New research suggests that in suppressing a mutated ALS gene, it may be possible to delay to onset of symptoms
Amyotrophic lateral sclerosis (ALS), also known as Lou Gehrig’s disease, is a fatal neurological disorder that causes the degeneration of motor neurons in the brain and spinal cord. Those with ALS rapidly lose muscle strength and eventually lose their ability to move, swallow and breathe.
Using an experimental drug, researchers funded by the National Institute for Neurological Disorders and Stroke (NINDS) were able to suppress a mutated ALS gene.
Studies done on in mice demonstrated that the therapy could show promise in treating rare, aggressive forms of ALS caused by mutations in the fused in sarcoma (FUS) gene. The study, published in Nature Medicine, following encouraging results, administered the drug to a patient with ALS.

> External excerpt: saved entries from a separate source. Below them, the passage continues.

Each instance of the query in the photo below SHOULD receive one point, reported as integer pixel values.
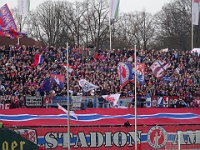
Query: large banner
(10, 140)
(115, 137)
(34, 101)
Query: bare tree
(174, 25)
(45, 23)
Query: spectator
(82, 105)
(90, 104)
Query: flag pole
(135, 64)
(110, 25)
(68, 110)
(192, 26)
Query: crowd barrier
(75, 101)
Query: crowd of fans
(19, 79)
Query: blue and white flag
(114, 8)
(140, 73)
(125, 73)
(87, 86)
(167, 79)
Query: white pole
(192, 26)
(135, 99)
(68, 110)
(179, 140)
(110, 25)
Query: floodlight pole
(135, 69)
(68, 110)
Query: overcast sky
(152, 6)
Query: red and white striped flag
(195, 12)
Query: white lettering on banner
(33, 101)
(96, 139)
(51, 140)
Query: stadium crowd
(20, 79)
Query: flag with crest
(87, 86)
(159, 67)
(125, 73)
(58, 79)
(113, 98)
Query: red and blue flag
(58, 79)
(125, 73)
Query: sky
(151, 6)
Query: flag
(114, 8)
(87, 86)
(159, 67)
(8, 27)
(23, 7)
(45, 85)
(125, 73)
(58, 79)
(167, 79)
(113, 98)
(195, 12)
(38, 59)
(140, 72)
(148, 100)
(70, 68)
(72, 113)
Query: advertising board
(114, 137)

What did the study discover?
“The study establishes a mouse model that is highly disease-relevant,” said Dr. Shneider. “In mice, we found that FUS toxicity was due to a gain of function and was dose-dependent, suggesting that we could treat FUS-ALS by silencing the FUS gene.”
In mice, injecting a single dose of the drug into the ventricles, fluid-filled spaces surrounding the brain, delayed the onset of inflammation and motor neuron degeneration by six months. The drug also knocked down levels of FUS by 50% to 80% in the brain and spinal cord.

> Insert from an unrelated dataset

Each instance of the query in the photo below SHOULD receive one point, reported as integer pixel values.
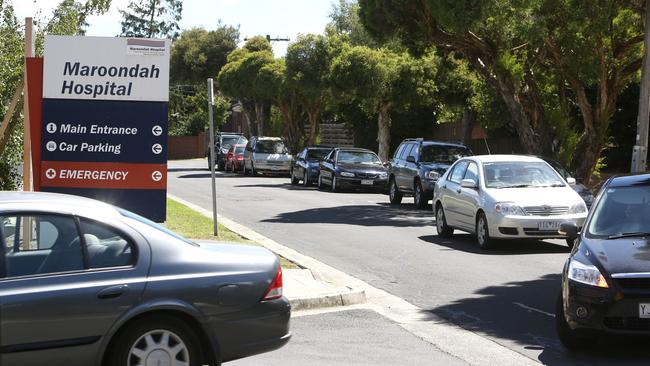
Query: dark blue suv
(417, 165)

Following drug administration, insoluble forms of other ALS-associated proteins were also cleared.
Given FDA approval, Dr Shneider administered the drug to the chosen patients spinal cord continually over a 10 month period. The study recorded that during the treatment, the patients rate of motor function deterioration slowed and that the patient tolerated the treatment well and there were no medically adverse effects.

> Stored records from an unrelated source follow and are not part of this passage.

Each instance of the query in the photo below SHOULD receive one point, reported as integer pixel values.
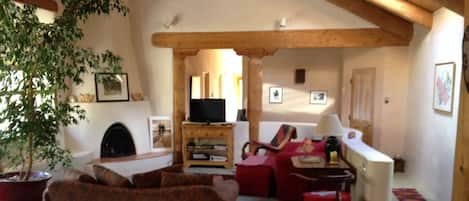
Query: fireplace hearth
(117, 142)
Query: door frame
(350, 115)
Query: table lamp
(329, 125)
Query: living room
(404, 122)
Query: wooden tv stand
(193, 132)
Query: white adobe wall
(392, 69)
(431, 139)
(148, 17)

This treatment began more than six months after clinal onset, and although positive results were seen, the disease was already significantly advances and as is typical with juvenile-onset FUS-ALS, the disease progressed rapidly, and the patient died from complications of the disease.
By studying the patient’s brain and spinal cord tissue, researchers found that the drug silenced FUS throughout the nervous system and reversed the mutated ALS gene-silencing nature of FUS and other disease-related proteins.
“The study is an example of a precision medicine, bench-to-bedside effort,” said Dr. Shneider. “We began with the mouse model to establish a rationale for the drug, conducted efficacy studies in the mouse, moved the drug into a human, and collected valuable data that was ultimately used to support a larger Phase 3 clinical trial.”
By targeting the faulty gene in a way that suppresses toxic FUS activity, gene silencing products like the antisense oligonucleotide drug could potentially reduce or prevent disease progression which could be monumental in the future development of ALS treatment and management.